There’s a lot of scrutiny now of those energy and transportation projects, and a growing discomfort that Beijing may be ensnaring developing countries in a debt trap. So it’s remarkable that India – itself a vocal critic of belt-and-road – allowed a local financier to do something similar on home turf, with little accountability or supervision.

A perennial paucity of budgetary resources has forced taxpayers to outsource infrastructure — not to the Chinese, but to local public-private partnerships led by IL&FS. However, in many instances, only the returns became private. Risks remained with the public.

Those risks have now come back to bite. IL&FS and its associates have $12.5 billion in debt, of which $500 million is due over the next six months. The group has only $27 million of liquidity at hand, sparking a debt-repayment crisis that threatens to engulf Indian banks and mutual funds to insurance and pension funds. Chairman Ravi Parthasarathy, paid $3.65 million last fiscal year, left abruptly in July after being with the company since its inception.

When I first encountered it, the five-year-old IL&FS was barely getting started with what would become its unique model: a financier that also conceived, executed and owned large projects. It offered to do all those things in 1992, when India’s capital city of New Delhi and its eastern suburb of Noida agreed to build a connecting expressway across the river Yamuna. The IL&FS-controlled Noida Toll Bridge Co. opened a gleaming eight-lane motorway nine years later.

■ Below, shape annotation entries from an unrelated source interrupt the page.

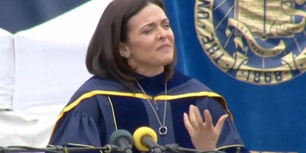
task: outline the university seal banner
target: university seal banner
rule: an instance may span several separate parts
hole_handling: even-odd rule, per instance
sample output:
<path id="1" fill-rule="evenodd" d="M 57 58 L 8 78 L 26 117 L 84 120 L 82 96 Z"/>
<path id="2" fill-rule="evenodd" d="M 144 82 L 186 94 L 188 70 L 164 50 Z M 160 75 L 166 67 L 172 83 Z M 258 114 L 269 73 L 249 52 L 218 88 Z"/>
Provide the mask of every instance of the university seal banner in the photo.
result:
<path id="1" fill-rule="evenodd" d="M 254 153 L 306 153 L 305 0 L 166 0 L 177 69 L 227 100 Z"/>

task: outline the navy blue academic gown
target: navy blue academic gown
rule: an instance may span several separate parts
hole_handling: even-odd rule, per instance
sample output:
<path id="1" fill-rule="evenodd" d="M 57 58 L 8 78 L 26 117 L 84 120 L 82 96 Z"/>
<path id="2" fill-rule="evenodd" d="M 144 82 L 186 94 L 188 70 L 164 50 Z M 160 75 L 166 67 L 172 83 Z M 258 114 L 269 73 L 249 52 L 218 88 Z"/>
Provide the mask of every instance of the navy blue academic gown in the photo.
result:
<path id="1" fill-rule="evenodd" d="M 163 122 L 165 100 L 167 100 L 166 135 L 158 133 L 160 125 L 144 94 L 139 88 L 132 92 L 116 81 L 94 76 L 83 85 L 61 112 L 54 126 L 50 145 L 103 147 L 109 144 L 111 134 L 117 129 L 133 134 L 138 128 L 148 126 L 157 134 L 161 145 L 176 143 L 180 147 L 194 148 L 185 127 L 183 113 L 190 104 L 197 106 L 203 114 L 208 109 L 215 125 L 222 115 L 230 117 L 225 121 L 217 149 L 236 153 L 244 150 L 242 141 L 235 128 L 224 99 L 198 81 L 175 72 L 167 83 L 165 96 L 165 74 L 143 76 L 139 84 L 152 101 Z M 133 149 L 133 152 L 138 151 Z"/>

Driving on it was divine, but it soon became apparent shareholders were getting a risk-free ride at commuters’ expense, with the project guaranteeing 20 percent returns to equity investors including IL&FS. When the Delhi and Noida governments gave the land, they had expected the expressway to be returned to them in 30 years. In 2008, though, it looked like the asset was going to be in private hands for at least 70 years. In 2016, a court called out the daylight robbery and ordered the toll plazas to be dismantled. Stock of India’s first publicly traded toll road shot up above 70 rupees in 2007; it changes hands for less than 9 rupees now.